Part A: Design and construct a circuit that puts out 8v (within 0.2v) from a 12v power supply, with no load attached to the two output terminals. THEN..
Add: A the equivalent of a 1kΩ load so that the output voltage drops to 4v (within 0.2v)

 

Isn't the "added" load resistor supposed to be 1KΩ (not 680Ω)?

 

I think you are misunderstanding the point of the question.

You first design a circuit that cuts 12 V down to 8 V when there is no load. There are many, many choices of resistors that you could make to accomplish this.

But now, given your choice of resistors, you add a load that has an equivalent resistance of 1 kΩ (the actual load might be very complicated, but as far as your circuit is concerned it behaves as if it were just a 1 kΩ resistor) across the (unloaded) 8 V output terminals. Now what is the output voltage? That will depend on the choice of resistors you made in the first part. So you need to revisit that choice and redo it in order to get that loaded output voltage to be 4 V.

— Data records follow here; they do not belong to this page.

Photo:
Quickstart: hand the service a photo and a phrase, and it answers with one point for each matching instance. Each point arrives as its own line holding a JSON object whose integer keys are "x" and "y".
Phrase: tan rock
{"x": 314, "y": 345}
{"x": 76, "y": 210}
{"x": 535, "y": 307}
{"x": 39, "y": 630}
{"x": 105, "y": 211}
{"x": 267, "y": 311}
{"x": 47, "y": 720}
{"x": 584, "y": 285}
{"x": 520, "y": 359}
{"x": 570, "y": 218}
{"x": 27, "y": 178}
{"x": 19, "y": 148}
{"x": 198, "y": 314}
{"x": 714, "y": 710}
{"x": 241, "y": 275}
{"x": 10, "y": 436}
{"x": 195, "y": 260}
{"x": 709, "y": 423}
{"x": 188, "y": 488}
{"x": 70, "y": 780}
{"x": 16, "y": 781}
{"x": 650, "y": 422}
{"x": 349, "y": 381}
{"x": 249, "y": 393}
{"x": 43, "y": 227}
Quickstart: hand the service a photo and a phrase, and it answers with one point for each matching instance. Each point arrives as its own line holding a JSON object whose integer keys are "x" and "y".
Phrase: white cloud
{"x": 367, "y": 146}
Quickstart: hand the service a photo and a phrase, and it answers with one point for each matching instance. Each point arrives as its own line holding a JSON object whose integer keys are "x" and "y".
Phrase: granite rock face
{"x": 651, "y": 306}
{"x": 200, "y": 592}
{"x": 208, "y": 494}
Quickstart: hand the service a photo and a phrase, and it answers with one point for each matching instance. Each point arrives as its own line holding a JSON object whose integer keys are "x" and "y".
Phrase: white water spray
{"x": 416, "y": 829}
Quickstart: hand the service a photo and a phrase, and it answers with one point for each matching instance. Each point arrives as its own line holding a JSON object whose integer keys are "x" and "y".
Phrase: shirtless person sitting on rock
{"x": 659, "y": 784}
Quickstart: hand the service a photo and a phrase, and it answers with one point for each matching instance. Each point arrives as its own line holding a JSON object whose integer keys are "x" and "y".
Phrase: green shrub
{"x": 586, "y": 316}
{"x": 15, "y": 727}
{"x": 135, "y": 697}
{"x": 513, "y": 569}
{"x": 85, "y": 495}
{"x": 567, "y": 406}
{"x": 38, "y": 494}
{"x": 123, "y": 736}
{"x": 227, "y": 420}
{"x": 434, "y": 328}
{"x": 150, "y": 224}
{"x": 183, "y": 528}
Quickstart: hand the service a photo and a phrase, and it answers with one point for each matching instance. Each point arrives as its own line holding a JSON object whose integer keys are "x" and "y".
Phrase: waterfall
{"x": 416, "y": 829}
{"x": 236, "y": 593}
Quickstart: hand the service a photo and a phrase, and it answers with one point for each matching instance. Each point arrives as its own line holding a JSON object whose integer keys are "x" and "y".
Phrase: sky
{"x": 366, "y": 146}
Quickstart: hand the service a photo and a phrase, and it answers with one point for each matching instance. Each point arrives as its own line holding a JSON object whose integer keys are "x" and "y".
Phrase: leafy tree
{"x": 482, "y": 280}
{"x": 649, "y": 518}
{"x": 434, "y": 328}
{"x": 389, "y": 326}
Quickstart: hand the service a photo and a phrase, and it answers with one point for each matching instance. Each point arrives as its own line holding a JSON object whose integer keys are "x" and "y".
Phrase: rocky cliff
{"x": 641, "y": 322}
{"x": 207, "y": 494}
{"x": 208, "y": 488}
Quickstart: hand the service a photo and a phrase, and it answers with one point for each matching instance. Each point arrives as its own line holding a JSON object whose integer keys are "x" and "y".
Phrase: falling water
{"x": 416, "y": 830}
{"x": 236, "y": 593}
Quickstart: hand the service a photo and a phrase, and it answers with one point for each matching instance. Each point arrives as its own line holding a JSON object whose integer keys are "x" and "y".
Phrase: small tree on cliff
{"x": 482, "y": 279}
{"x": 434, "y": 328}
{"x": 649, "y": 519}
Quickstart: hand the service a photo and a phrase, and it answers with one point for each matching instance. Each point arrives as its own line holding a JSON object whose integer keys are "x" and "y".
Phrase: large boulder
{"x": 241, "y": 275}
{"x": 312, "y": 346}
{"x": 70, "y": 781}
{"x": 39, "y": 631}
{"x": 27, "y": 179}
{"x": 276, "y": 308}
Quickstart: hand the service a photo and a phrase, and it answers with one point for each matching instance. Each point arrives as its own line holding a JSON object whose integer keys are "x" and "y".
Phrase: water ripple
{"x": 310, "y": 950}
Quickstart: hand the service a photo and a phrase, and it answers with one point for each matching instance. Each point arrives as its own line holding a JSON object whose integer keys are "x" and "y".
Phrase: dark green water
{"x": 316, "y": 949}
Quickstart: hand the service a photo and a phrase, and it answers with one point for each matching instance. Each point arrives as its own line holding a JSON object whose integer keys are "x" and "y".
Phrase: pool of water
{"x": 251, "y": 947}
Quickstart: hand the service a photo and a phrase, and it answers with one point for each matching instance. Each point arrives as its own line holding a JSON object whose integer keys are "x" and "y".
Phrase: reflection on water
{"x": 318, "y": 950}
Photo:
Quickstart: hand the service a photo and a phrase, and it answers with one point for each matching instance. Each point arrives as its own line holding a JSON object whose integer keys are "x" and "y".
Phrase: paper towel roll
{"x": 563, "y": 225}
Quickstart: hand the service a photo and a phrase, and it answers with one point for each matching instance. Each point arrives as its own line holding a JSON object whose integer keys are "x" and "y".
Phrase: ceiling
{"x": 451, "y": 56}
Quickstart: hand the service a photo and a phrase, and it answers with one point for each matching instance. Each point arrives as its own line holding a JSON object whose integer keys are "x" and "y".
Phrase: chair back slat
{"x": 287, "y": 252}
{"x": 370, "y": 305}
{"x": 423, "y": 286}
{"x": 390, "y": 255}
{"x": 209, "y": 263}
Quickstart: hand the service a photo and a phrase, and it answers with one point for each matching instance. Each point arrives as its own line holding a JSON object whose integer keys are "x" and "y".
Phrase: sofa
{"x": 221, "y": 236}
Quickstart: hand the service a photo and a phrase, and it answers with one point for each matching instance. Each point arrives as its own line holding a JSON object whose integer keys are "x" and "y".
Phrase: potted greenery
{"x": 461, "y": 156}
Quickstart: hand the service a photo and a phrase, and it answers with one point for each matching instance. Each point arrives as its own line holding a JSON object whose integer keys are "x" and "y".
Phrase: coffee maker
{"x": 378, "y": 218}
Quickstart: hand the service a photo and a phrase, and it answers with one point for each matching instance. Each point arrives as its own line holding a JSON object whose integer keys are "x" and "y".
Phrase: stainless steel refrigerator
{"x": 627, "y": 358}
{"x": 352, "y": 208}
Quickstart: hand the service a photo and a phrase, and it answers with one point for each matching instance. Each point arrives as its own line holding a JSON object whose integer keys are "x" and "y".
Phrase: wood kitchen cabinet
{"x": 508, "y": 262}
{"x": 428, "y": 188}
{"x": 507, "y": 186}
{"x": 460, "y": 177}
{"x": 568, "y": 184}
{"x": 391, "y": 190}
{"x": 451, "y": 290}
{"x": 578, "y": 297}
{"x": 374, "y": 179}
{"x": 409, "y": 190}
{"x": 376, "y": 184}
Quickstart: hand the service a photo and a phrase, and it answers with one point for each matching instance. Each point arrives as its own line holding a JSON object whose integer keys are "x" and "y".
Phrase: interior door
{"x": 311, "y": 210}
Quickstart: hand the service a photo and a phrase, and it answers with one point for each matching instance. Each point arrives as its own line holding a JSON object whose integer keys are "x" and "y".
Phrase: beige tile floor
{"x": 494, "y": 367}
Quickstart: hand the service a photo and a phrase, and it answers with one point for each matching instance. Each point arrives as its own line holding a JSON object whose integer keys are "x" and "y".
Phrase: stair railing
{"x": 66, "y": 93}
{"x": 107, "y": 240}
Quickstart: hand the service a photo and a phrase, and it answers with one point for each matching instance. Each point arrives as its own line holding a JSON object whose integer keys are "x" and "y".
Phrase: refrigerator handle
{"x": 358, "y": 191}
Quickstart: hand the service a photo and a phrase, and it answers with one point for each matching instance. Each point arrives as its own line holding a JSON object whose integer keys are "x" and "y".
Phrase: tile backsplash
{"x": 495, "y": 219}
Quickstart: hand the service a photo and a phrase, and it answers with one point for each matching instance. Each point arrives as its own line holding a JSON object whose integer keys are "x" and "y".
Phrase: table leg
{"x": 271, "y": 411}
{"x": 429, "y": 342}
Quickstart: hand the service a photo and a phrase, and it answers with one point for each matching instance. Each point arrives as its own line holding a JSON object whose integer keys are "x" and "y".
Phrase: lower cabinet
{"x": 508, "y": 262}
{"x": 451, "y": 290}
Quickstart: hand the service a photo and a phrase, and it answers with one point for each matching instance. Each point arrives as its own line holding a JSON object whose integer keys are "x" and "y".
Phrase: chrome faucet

If you plan ahead, you can come up with a pair of equations that, given a desired open-circuit output and a desired loaded output, will give you the ideal choice for each of the two resistors.

Are you constrained to only using standard resistor values? If not, then I don't understand why the 0.2 V tolerance since you can hit it exactly. If so, then bear in mind that neither 500 Ω nor 320 Ω are standard values.